Texte de la michna :
"Behema mesoukénet lo yich'hat, ela im ken yech chehout bayom lé'ekhol miména kazayit tsali" - un animal en danger, on ne l'abat que s'il reste assez de temps dans la journée pour en consommer au moins un kazayit de viande grillée. Le grillage est le moyen le plus simple pour rendre la viande consommable en peu de temps, car il n'y a pas assez de temps pour la saler ; par le grillage, la viande cuit et le sang en sort en même temps. S'il y a assez de temps pour obtenir au moins cette quantité de viande, il est permis d'abattre l'animal.
"Rabbi Akiva omer : afilou kazayit 'haï mibéit tevi'hata" - selon lui, il n'est pas nécessaire d'avoir assez de temps pour consommer un kazayit de viande grillée, mais il suffit d'avoir assez de temps pour consommer un kazayit de viande crue prise à l'endroit de l'abattage, qui est la zone la plus accessible et la plus commode d'où en prélever.
Quant au sang, selon Rabbi Akiva il n'y a pas lieu de craindre, car le sang interdit est celui qui a bougé de sa place, même s'il a bougé à l'intérieur de l'animal lui même. Lors de la cuisson de la viande, le sang se déplace d'une zone à une autre et devient interdit ; mais celui qui mange la viande immédiatement après l'abattage ne rencontre pas ce problème. C'est pourquoi ce laps de temps minimal suffit pour permettre l'abattage de l'animal un jour de fête.
"Cha'hat basadé" :
La michna poursuit avec celui qui a abattu un animal dans les champs et souhaite le ramener chez lui.

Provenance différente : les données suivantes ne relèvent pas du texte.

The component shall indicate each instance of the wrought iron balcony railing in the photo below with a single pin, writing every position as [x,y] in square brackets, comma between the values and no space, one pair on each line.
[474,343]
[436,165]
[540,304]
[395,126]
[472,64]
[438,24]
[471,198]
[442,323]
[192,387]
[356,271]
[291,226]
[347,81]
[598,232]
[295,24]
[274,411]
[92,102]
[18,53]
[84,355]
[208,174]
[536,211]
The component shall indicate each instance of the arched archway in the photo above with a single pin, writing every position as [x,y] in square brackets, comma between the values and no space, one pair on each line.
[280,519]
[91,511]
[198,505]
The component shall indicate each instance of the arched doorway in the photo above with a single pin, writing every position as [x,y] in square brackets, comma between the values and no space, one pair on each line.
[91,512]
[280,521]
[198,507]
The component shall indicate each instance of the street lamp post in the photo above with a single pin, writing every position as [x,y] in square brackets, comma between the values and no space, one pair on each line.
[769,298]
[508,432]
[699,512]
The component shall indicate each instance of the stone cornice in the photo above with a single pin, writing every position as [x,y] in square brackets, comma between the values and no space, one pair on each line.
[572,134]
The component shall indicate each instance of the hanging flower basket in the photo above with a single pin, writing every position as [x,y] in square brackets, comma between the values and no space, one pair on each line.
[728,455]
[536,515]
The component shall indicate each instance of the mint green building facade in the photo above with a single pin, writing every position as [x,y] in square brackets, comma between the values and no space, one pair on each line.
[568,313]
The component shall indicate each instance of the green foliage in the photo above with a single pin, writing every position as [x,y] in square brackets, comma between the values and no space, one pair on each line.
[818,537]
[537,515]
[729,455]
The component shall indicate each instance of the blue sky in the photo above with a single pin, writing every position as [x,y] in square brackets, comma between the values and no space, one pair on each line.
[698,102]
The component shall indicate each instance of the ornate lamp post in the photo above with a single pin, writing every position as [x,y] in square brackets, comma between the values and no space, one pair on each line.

Sur la compréhension de ce cas, les commentateurs sont partagés :
Certains comprennent qu'il s'agit à nouveau d'un animal en danger de mort.
Et d'autres comprennent qu'il s'agit d'un animal ordinaire abattu dans les champs.
"Lo yeviéna bemot ouvemota" - il ne faut pas le rapporter sur des barres, qu'il s'agisse de grandes barres ou de petites barres, car cette manière ressemble à celle de transporter des charges en semaine, et crée beaucoup d'agitation autour de la chose, si bien qu'il se trouve porter atteinte à l'honneur du jour de fête par ce type d'activité.
C'est pourquoi la michna dit qu'il la rapportera à la main : il faut apporter un membre, ou quelques membres à la fois, et agir de façon minimale, sans en faire un grand cortège de deux personnes ou plus qui le portent sur des barres et autres choses semblables.
En résumé : dans cette michna, nous avons appris que l'on n'abat pas un animal en danger un jour de fête, à moins qu'il ne reste assez de temps dans la journée pour en consommer un kazayit grillé, et selon l'avis de Rabbi Akiva il suffit d'avoir le temps de consommer un kazayit cru pris à l'endroit de l'abattage, et il n'y a pas de crainte quant au sang, car l'interdiction du sang concerne celui qui a bougé de sa place lors de la cuisson. Nous avons également appris que celui qui abat dans les champs ne rapportera pas l'animal sur des barres, par égard pour l'honneur du jour de fête, mais le portera à la main, membre par membre.